Nakai studied painting at the Institute of Fine Arts Osaka, Japan, and was already active in the Japanese art scene with several successful shows in his native land when he moved to Milan in 1964. This period in Milan was one of the most stimulating and defining moments in contemporary art history, which further developed Nakai’s remarkable oeuvre and unique point of view.
Described by friends and fellow artists as steadfast and meditative, Nakai soon entered the circle of artists that in 1967 writer and art critic Guido Ballo described as the “New Milanese School” (“Nuova Scuola di Milano”). Amongst them were personalities such as Lucio Fontana and Tomonori Toyofuku, as well as: Enrico Baj, Agostino Bonalumi, Paolo Scheggi, Enrico Castellani, and Nanda Vigo. In particular, Lucio Fontana and gallerist Carlo Cardazzo played pivotal roles in the shaping of Nakai’s artistic practice in Milan. Nakai was interested in Fontana’s idea of Spatialism, and how it was felt as a breach of artistic conventions, allowing for concepts such as time and space to enter the canvas. And Cardazzo gave Nakai his first solo exhibition at Galleria del Cavallino, Venice in 1965, as well as multiple exhibitions at Galleria del Naviglio, Milan.

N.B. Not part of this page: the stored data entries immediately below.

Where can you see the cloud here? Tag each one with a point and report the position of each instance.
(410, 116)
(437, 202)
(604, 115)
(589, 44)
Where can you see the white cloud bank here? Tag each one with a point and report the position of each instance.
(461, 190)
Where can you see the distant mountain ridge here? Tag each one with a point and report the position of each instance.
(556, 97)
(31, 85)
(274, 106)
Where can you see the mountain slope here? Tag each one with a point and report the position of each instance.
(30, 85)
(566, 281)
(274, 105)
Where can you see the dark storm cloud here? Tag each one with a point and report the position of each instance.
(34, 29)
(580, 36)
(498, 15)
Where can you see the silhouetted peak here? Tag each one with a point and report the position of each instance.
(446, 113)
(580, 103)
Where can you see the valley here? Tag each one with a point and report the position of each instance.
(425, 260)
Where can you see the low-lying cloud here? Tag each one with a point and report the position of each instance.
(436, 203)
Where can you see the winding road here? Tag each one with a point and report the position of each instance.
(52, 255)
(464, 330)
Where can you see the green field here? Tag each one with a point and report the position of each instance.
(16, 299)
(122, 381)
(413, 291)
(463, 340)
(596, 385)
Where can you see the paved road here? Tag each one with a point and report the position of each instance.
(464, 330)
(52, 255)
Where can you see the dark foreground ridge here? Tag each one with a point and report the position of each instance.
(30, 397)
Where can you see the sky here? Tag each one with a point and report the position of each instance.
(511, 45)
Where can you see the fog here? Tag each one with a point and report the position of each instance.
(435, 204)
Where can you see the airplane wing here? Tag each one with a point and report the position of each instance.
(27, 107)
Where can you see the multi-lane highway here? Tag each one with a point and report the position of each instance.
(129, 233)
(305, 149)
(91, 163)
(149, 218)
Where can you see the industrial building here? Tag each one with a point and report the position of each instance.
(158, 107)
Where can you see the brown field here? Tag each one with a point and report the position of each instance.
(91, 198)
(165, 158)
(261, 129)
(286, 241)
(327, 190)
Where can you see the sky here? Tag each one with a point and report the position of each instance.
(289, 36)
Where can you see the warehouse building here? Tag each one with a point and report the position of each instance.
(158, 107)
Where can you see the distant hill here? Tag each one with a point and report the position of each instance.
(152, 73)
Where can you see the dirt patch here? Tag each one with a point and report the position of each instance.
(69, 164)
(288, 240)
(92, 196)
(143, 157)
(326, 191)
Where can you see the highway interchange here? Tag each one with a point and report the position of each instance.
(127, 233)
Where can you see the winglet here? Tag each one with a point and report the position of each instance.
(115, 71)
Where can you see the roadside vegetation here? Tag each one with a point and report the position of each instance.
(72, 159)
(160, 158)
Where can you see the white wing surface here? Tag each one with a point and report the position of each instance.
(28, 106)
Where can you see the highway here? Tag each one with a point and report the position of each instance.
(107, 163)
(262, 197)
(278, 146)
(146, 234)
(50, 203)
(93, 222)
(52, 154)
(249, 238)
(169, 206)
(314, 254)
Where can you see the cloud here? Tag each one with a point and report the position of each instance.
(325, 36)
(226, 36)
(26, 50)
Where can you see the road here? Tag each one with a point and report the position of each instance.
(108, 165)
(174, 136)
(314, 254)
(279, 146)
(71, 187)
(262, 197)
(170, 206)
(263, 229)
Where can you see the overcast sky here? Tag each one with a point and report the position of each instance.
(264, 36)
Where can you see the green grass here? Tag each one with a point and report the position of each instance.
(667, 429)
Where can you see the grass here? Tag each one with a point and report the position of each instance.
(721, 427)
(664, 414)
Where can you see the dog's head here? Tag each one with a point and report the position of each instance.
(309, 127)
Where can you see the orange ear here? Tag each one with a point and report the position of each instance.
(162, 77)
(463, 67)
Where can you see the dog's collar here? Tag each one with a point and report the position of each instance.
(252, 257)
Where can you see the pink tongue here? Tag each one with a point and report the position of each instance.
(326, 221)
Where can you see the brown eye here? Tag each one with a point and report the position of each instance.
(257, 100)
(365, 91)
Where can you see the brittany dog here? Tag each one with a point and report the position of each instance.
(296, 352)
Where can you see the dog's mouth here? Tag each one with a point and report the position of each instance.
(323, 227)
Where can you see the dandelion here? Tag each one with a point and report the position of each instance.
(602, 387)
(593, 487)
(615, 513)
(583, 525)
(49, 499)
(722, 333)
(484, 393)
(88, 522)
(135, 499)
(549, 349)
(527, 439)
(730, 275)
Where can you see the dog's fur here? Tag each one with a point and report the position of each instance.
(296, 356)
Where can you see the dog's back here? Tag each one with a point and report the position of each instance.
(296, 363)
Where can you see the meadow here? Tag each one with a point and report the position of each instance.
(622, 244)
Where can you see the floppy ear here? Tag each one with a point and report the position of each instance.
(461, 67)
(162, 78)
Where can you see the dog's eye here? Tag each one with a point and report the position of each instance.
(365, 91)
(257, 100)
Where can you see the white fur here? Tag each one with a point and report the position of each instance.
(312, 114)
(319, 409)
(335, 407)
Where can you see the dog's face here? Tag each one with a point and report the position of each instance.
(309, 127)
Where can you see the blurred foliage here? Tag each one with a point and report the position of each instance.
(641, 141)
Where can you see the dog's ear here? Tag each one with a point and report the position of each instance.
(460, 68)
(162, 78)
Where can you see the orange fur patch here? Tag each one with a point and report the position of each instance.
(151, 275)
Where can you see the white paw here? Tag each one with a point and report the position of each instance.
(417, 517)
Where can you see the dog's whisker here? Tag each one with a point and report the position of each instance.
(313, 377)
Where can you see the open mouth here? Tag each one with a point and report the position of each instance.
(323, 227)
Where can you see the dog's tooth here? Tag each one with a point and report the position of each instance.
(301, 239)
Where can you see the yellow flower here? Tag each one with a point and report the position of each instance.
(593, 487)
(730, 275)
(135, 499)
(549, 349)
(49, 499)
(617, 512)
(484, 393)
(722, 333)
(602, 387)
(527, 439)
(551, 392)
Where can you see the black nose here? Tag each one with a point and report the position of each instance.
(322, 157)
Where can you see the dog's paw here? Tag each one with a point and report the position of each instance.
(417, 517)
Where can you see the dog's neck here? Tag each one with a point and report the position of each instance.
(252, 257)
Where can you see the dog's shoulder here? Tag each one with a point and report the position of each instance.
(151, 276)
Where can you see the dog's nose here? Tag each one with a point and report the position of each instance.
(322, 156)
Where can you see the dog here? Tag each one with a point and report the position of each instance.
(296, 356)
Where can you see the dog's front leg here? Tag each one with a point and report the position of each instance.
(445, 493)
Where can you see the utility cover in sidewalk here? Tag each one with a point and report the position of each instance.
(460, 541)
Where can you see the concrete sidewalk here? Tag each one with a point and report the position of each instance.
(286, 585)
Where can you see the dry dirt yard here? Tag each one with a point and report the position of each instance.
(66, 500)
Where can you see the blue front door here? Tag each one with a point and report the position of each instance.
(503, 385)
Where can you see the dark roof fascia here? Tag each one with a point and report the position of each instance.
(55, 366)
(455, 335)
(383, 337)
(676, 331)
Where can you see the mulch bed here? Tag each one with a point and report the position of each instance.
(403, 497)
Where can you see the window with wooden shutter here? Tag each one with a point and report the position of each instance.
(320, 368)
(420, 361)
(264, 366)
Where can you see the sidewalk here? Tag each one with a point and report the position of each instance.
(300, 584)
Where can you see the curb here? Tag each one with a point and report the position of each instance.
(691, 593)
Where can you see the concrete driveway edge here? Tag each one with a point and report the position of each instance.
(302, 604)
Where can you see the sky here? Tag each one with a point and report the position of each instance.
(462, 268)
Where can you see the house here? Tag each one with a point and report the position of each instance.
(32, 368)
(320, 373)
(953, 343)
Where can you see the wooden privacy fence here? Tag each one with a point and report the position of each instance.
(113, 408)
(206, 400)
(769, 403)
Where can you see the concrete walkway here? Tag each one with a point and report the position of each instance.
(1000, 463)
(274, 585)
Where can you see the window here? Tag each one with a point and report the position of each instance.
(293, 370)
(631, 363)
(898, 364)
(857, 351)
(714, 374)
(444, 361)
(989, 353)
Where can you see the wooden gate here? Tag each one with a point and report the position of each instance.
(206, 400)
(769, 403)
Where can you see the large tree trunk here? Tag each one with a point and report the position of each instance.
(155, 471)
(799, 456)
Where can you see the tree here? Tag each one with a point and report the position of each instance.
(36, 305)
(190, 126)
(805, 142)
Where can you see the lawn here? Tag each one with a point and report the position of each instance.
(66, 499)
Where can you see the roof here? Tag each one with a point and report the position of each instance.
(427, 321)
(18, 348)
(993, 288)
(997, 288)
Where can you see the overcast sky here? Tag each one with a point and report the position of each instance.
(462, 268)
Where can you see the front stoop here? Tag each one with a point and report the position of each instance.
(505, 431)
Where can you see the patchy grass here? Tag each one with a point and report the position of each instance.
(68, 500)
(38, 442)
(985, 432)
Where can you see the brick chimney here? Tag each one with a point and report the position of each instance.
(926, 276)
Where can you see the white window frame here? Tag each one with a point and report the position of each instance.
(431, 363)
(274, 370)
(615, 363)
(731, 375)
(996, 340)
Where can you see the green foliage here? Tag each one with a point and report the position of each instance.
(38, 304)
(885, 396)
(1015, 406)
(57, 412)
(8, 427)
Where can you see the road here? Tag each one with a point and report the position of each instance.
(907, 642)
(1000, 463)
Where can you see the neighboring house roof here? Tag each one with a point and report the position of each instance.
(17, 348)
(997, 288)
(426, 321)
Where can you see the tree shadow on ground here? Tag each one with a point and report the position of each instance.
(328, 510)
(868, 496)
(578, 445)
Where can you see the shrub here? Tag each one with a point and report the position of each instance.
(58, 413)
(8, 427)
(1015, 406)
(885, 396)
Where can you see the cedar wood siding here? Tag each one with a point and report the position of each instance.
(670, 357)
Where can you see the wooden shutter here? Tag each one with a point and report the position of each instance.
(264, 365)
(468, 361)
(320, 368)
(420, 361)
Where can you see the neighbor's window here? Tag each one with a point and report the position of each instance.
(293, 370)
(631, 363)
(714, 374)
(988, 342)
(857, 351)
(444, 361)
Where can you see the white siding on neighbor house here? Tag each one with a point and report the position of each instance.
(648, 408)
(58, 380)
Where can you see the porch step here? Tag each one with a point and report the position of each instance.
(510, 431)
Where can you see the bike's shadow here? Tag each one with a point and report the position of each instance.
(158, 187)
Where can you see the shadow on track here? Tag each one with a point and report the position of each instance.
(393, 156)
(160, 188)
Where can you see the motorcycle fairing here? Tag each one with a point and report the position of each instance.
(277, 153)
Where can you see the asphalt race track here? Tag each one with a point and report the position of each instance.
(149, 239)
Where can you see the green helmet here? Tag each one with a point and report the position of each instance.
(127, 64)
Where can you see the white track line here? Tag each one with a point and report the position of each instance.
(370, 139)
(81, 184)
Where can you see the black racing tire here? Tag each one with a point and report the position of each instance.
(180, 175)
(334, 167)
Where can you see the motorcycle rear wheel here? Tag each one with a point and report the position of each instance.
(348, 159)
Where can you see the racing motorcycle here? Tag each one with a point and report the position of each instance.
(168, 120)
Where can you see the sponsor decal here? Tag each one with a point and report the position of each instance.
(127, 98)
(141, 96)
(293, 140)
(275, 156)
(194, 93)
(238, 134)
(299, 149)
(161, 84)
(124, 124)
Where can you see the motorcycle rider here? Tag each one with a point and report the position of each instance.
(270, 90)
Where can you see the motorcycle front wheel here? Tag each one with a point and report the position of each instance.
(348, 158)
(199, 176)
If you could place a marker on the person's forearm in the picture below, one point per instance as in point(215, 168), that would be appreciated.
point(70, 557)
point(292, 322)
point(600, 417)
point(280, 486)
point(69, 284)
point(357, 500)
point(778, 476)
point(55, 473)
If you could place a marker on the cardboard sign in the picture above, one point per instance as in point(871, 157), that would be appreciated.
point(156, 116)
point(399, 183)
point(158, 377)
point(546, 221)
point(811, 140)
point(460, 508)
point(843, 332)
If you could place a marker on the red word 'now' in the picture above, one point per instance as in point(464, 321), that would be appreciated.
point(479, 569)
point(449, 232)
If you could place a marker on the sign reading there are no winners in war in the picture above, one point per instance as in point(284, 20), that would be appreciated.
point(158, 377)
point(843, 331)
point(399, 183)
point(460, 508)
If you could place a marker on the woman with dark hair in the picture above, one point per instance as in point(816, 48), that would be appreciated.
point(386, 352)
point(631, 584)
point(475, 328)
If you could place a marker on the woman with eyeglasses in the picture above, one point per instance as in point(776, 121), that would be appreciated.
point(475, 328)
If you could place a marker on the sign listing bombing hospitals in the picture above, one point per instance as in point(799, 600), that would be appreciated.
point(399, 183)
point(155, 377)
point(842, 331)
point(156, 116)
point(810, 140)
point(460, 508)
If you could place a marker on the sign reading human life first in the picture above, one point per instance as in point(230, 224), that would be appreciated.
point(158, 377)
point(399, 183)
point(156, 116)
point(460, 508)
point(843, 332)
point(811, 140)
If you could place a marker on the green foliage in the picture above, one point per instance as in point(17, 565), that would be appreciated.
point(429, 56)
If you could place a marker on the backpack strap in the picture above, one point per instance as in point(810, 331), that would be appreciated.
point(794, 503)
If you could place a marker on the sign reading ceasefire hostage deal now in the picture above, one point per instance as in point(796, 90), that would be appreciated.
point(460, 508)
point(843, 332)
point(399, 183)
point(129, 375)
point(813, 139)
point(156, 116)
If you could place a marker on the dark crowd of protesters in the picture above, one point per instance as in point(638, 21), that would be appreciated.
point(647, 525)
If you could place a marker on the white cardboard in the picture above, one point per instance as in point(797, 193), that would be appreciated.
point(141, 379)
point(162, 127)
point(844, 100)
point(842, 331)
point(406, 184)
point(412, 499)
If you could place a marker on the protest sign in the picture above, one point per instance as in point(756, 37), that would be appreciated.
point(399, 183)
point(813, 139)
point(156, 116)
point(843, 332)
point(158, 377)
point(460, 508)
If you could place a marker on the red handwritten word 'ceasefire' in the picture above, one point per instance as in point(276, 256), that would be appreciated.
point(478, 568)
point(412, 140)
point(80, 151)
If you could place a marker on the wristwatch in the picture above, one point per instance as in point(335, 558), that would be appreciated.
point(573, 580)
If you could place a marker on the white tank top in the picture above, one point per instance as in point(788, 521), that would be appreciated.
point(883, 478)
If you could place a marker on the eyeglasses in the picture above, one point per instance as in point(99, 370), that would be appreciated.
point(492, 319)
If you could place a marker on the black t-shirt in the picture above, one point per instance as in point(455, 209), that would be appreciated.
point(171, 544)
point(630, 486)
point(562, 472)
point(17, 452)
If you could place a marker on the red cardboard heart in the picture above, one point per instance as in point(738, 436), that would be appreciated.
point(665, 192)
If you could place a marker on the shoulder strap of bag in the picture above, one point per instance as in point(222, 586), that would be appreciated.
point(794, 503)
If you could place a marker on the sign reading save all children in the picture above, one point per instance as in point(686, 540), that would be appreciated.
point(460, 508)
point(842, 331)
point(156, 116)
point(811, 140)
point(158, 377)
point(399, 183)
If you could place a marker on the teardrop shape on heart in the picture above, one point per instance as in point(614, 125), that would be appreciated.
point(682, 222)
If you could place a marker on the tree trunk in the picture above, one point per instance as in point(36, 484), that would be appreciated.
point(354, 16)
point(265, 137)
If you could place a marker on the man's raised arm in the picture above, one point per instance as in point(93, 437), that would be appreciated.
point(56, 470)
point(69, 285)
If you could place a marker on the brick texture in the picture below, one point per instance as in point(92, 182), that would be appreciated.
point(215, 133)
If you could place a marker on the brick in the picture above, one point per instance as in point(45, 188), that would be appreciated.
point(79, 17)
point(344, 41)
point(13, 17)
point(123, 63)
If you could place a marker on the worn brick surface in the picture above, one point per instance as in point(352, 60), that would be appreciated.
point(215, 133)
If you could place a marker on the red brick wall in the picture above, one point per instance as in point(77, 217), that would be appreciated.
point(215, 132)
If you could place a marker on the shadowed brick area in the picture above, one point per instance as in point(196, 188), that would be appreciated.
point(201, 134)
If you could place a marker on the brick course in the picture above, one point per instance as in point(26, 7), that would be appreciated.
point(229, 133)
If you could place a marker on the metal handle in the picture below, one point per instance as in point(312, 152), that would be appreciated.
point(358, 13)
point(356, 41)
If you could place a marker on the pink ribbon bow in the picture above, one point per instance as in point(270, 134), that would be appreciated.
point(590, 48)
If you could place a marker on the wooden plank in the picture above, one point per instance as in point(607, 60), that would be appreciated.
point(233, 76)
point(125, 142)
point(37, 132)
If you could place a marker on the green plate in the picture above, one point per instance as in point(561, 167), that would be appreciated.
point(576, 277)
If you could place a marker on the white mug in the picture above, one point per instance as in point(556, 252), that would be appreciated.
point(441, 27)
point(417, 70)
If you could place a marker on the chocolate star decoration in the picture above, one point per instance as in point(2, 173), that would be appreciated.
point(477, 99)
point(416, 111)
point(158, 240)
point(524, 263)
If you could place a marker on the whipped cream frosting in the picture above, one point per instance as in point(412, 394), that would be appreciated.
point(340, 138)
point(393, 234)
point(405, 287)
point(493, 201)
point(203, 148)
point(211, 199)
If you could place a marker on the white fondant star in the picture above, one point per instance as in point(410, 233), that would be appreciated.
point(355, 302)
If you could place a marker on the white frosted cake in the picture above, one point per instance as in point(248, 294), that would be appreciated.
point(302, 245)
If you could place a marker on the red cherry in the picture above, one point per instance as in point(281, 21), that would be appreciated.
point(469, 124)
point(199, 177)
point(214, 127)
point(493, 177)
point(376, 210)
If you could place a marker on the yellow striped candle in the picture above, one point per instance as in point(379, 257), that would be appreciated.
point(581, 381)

Nakai’s multi-coloured wooden structures probe the pictorial surface and its levels of dimensionality, which are delicately raised and projected into the viewer’s space. In this sense, Nakai’s work exceeds the limits of the flat canvas, by staging an interplay between outward projections, form, and volumes. Existing between traditional two-dimensional paintings and three-dimensional sculptures, the final outcome, as described by Guido Ballo, is a “pictorial object.”